- Born: March 21, 1805 Ashfield, Massachusetts, U.S.
- Died: January 19, 1890 (aged 84) Washington, D.C., U.S.
- Buried: Oak Hill Cemetery Washington, D.C., U.S.
- Allegiance: United States of America Union
- Branch: United States Army Union Army
- Service years: 1828 – 1869
- Rank: Colonel Brevet Brigadier General
- Conflicts: American Civil War;
- Spouse: Esther Philipson ​(m. 1829)​
- Children: 5

= Robert E. Clary =

Robert Emmet Clary (March 21, 1805 – January 19, 1890) was a career soldier in the United States Army. Graduating from the United States Military Academy at West Point, New York, in 1828, he served in the quartermaster corps for most of his career. At the end of the American Civil War, he was awarded the honorary grade of brevet brigadier general.

==Early life==
Born March 21, 1805, in Ashfield, Massachusetts, the second son of Electa (Smith) and Ethan Allen Clary was named after the recently executed Irish patriot Robert Emmet. Their family could trace its line back to John and Sarah Clary who arrived in Watertown in 1640. The younger Clarys were raised in a house at Benton Park, at the corner of State and Federal streets in Springfield, where their father clerked a few blocks away at the armory. Springfield's Walnut Street was named after the trees which lined the Clary property.
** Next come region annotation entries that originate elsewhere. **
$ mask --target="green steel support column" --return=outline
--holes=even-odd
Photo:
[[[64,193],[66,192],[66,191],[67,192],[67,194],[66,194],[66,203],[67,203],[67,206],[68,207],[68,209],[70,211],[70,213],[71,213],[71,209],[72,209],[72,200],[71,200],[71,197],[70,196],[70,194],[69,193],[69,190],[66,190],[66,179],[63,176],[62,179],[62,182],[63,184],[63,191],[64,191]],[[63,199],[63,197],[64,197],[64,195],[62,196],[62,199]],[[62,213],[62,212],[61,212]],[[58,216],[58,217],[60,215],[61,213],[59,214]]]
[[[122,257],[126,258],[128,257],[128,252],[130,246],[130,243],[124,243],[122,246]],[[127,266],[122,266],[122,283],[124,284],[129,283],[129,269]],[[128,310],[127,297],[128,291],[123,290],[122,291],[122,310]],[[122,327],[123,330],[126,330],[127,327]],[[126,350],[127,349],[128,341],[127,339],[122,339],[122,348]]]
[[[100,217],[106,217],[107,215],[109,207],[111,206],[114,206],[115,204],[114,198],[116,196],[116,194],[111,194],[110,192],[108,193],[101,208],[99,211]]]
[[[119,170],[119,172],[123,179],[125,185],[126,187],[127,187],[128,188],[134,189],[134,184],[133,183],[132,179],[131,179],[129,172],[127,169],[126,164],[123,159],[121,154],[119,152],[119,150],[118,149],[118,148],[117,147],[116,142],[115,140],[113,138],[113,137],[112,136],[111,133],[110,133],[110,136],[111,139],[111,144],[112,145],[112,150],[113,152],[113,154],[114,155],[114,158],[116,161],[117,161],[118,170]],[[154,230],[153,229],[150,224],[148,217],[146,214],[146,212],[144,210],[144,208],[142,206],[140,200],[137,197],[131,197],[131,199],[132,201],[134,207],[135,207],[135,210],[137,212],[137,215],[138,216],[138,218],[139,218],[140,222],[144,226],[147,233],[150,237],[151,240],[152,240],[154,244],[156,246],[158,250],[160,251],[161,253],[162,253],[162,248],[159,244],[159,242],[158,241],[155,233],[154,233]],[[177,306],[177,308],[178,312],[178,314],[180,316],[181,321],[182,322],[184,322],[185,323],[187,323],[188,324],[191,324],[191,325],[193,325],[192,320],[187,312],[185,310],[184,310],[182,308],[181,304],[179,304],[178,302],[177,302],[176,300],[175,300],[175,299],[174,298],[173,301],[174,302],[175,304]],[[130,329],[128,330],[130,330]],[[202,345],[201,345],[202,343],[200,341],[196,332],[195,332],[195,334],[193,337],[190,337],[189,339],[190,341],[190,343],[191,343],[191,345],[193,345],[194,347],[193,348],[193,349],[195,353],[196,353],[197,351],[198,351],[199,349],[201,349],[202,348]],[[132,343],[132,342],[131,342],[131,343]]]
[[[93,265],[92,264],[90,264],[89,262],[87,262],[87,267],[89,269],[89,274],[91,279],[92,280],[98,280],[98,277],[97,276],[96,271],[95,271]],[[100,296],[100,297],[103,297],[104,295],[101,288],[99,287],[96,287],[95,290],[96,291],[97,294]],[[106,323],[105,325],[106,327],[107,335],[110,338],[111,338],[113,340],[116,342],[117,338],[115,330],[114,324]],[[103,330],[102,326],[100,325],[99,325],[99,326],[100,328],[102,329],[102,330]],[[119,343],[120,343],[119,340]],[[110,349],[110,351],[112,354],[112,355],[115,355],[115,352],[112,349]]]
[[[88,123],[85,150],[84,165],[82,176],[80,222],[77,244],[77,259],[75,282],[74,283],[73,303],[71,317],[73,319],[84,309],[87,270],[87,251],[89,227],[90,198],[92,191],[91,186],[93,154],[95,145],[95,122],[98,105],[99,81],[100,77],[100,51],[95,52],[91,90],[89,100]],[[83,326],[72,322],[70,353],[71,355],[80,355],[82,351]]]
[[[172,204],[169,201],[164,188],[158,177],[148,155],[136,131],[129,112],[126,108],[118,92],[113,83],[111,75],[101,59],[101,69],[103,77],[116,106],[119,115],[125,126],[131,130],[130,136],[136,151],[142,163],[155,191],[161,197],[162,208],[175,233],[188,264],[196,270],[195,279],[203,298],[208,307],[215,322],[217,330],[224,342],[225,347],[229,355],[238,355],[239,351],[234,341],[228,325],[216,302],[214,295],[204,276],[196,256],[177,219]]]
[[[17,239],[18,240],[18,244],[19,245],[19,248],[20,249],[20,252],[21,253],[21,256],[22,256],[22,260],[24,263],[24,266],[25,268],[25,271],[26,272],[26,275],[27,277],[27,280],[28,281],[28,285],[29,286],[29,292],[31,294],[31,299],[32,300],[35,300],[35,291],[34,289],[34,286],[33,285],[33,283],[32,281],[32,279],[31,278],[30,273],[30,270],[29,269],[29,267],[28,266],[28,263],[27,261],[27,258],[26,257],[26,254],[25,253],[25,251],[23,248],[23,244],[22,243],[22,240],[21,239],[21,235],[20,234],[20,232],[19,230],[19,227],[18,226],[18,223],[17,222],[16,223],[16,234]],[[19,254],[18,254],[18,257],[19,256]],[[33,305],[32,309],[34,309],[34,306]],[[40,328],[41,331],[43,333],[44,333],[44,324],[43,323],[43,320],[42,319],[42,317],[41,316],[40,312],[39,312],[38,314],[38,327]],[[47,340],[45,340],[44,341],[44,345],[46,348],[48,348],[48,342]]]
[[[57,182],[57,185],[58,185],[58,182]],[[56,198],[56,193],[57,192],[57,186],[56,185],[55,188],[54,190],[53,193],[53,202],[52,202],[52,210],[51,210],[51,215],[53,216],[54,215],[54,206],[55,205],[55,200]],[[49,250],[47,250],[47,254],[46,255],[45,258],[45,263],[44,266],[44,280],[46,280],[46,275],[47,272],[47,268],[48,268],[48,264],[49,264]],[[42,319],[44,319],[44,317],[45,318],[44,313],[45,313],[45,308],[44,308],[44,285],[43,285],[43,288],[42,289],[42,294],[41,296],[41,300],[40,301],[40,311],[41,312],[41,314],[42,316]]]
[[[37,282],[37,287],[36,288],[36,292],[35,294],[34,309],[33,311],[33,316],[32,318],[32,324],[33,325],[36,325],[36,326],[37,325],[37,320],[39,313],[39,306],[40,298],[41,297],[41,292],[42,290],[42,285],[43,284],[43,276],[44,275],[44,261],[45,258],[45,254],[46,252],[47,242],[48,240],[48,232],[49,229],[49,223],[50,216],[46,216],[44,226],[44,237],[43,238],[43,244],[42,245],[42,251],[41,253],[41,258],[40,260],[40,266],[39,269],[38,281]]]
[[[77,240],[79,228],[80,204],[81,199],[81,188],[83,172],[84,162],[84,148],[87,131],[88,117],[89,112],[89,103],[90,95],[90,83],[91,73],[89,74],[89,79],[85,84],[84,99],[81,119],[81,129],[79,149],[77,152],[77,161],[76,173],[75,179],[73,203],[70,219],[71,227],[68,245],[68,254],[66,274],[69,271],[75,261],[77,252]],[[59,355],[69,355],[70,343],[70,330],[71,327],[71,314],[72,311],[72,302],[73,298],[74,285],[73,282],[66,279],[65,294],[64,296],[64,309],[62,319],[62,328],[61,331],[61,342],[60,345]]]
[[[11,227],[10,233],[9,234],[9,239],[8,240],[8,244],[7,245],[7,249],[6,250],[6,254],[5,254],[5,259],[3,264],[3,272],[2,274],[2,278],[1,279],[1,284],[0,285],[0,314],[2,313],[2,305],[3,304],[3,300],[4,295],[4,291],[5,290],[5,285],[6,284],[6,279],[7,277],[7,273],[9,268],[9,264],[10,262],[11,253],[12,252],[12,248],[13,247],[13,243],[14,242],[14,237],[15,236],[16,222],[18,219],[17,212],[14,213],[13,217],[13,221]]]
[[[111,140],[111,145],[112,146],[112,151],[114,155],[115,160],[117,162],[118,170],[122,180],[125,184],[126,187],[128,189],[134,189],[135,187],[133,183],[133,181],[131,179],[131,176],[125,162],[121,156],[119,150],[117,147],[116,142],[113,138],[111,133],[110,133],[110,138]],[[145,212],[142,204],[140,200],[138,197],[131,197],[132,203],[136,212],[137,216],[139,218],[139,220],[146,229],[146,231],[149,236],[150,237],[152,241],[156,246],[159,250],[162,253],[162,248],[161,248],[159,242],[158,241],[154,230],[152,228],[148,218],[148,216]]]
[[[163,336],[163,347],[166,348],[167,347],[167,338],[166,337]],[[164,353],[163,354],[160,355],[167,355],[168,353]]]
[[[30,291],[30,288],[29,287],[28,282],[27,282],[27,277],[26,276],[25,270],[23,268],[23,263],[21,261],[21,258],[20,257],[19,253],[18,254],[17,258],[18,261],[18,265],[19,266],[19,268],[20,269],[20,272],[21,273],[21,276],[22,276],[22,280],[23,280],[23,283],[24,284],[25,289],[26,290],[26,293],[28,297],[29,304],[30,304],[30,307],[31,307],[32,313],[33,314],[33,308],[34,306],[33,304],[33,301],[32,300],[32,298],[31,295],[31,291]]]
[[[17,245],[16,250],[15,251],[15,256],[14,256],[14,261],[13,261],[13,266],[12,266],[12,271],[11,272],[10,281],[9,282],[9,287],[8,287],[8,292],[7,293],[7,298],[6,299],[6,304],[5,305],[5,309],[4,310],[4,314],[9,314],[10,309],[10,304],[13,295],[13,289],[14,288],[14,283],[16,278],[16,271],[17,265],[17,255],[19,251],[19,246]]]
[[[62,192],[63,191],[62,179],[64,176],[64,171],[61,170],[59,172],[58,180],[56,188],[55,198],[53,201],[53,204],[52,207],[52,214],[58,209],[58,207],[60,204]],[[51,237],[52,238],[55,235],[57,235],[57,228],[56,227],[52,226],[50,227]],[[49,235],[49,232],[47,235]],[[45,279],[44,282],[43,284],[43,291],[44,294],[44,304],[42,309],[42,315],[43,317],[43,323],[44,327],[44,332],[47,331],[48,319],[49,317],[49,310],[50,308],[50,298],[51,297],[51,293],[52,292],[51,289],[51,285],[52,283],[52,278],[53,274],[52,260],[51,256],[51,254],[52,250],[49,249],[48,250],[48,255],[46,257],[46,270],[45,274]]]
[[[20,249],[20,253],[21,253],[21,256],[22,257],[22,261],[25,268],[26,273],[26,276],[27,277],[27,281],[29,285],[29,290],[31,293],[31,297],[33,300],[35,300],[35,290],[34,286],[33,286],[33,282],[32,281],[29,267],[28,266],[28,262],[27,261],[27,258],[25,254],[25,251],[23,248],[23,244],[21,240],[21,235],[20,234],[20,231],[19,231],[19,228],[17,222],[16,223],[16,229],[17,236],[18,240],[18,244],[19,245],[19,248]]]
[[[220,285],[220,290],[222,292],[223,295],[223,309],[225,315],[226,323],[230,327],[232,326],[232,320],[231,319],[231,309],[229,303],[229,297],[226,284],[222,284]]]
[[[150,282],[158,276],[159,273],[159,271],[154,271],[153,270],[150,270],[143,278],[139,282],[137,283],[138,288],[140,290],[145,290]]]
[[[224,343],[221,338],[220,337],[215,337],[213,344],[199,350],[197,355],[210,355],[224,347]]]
Appointed to the U. S. Military Academy in 1823, Clary graduated thirteenth in his class of 1828. Commissioned a second lieutenant in the 5th U.S. Infantry Regiment, Clary, like many in his class, was sent to the Jefferson Barracks at St. Louis, Missouri. On March 31, 1829, Clary married his first wife, Esther Philipson, the daughter of a prosperous merchant family; West Point classmate Jefferson Davis served as his best man.

==Military career==
Clary served at various stations throughout the country prior to the Civil War. By 1861, he had been promoted to major and was chief quartermaster of the Department of Utah.

===Civil War===
Shortly after the outbreak of the Civil War, Clary was appointed chief quartermaster for the Department of West Virginia. In July 1862, he served as chief quartermaster of the short-lived Army of Virginia in the summer of 1862 under the command of Major General John Pope. After that command was absorbed by the Army of the Potomac, Clary served as chief quartermaster in several army departments until August 1864, when he was placed in charge of the Memphis army depot, in which capacity he served until the end of the war. On June 30, 1866, President Andrew Johnson nominated Clary for the award of the honorary grade of brevet brigadier general, U.S.A., (Regular Army), to rank from March 13, 1865, and the U.S. Senate confirmed the award on July 25, 1866.

===Post-Civil War===
Clary retired from the army on February 22, 1869, as a colonel. He died on January 19, 1890, in Washington, D.C. and was buried in Oak Hill Cemetery.

==Family==
Clary had several brothers and sisters, one of whom, retired U.S. Navy commodore Albert Gallatin Clary, was still living at the time of his older brother's death. Clary's first marriage to Esther produced five children who lived to adulthood. Son Robert, Jr. would follow his father into the army, dying as captain in 1864. One daughter, Maria Louisa, married Charles Pomeroy Stone before the war, and died in 1862, leaving Stone with one infant daughter.